И Григорий снова оказался не у дел без денег, документов. Начались его многомесячные мытарства – никто не хотел брать странного юношу без документов и рекомендаций. И возможность получения документов об окончании училища отодвигалась всё дальше и дальше – а нечего и говорить про Германию! И тогда, в полном отчаянии, он сочиняет рекомендательное письмо о своей образцовой работе в Максимовке у помещика Якунина и от его имени. И с этим «документом» прибывает в имение помещика Семиградова в Шишканах, которому нужен был помощник управляющего.
Семиградов поначалу радужно принял Григория – очень ему был нужен специалист, да ещё с рекомендацией такого уважаемого помещика. Прочитав рекомендательное письмо, он тут же взял юношу на работу, предварительно поинтересовавшись:
– Скажите, господин… э-э… Котовский, а ещё где-нибудь вы работали?
– Д-да, барин. Помощником управляющего в имении г-господина Скоковского.
– О-о, – уважительно протянул хозяин. – Да вы, я вижу, имеете большой опыт. Как раз то, что мне нужно.
В сущности, Григорий ни в чём не обманул Семиградова – никто и никогда не упрекал его в плохой работе, но новому хозяину показался странным «низкий» слог письма и некая безграмотность. Тем более, что сам помещик долгое время служил в военном ведомстве, и через его руки проходило немало писем, прошений, рекомендаций.
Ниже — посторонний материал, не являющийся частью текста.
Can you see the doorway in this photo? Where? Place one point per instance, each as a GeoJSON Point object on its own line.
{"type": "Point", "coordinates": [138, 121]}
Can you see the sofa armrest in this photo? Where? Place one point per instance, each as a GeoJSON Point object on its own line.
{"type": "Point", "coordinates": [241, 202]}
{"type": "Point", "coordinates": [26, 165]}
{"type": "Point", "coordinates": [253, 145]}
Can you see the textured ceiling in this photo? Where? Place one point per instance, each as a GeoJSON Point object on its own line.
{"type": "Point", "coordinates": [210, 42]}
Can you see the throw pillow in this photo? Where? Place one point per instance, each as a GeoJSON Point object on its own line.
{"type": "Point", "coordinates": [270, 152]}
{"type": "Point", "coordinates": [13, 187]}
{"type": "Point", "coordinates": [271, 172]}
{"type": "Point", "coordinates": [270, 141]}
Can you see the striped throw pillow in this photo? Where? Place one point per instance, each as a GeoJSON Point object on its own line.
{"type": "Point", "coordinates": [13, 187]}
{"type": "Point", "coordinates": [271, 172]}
А посему, он решил проверить и отписал Якунину и Скоковскому о Котовском.
И если Якунин тотчас ответил, что податель «рекомендательного» письма мошенник, то Скоковский, обрадовавшись («Жив, жив, сукин сын!») и одновременно огорчившись («Жив… сукин сын!»), поначалу не хотел отвечать («Как бы не тово!»), но, поразмыслив, передумал. Отписав Семиградову, что Григорий Котовский вор и мошенник, он ещё написал заявление и в полицию, где сообщал, что «мещанин Григорий Котовский, в бытность его помощником управляющего имением, незаконно присвоил 77 рублей, вырученных от продажи господских свиней».
Получив оба отзыва, Семиградов тотчас сообщил в полицию, и Григорий был арестован за подделку документа. За такой подлог он получил 4 месяца тюрьмы, ещё не предполагая, что она станет для него вторым родным домом. Но ещё была возможность избежать тюрьмы, для чего надо было внести залог в 100 рублей, которых, разумеется, у него не было. А обратиться к родным не позволила гордость.
Но сидел он среди мелконарушителей, в общей камере, да и режим был относительно свободный. Лишь тяжело было на первом свидании с любимой сестрой Соней.
– Ах, Гриша, Гриша, – горестно качая головой, причитала она, – как же так?
Ознакомительная версия.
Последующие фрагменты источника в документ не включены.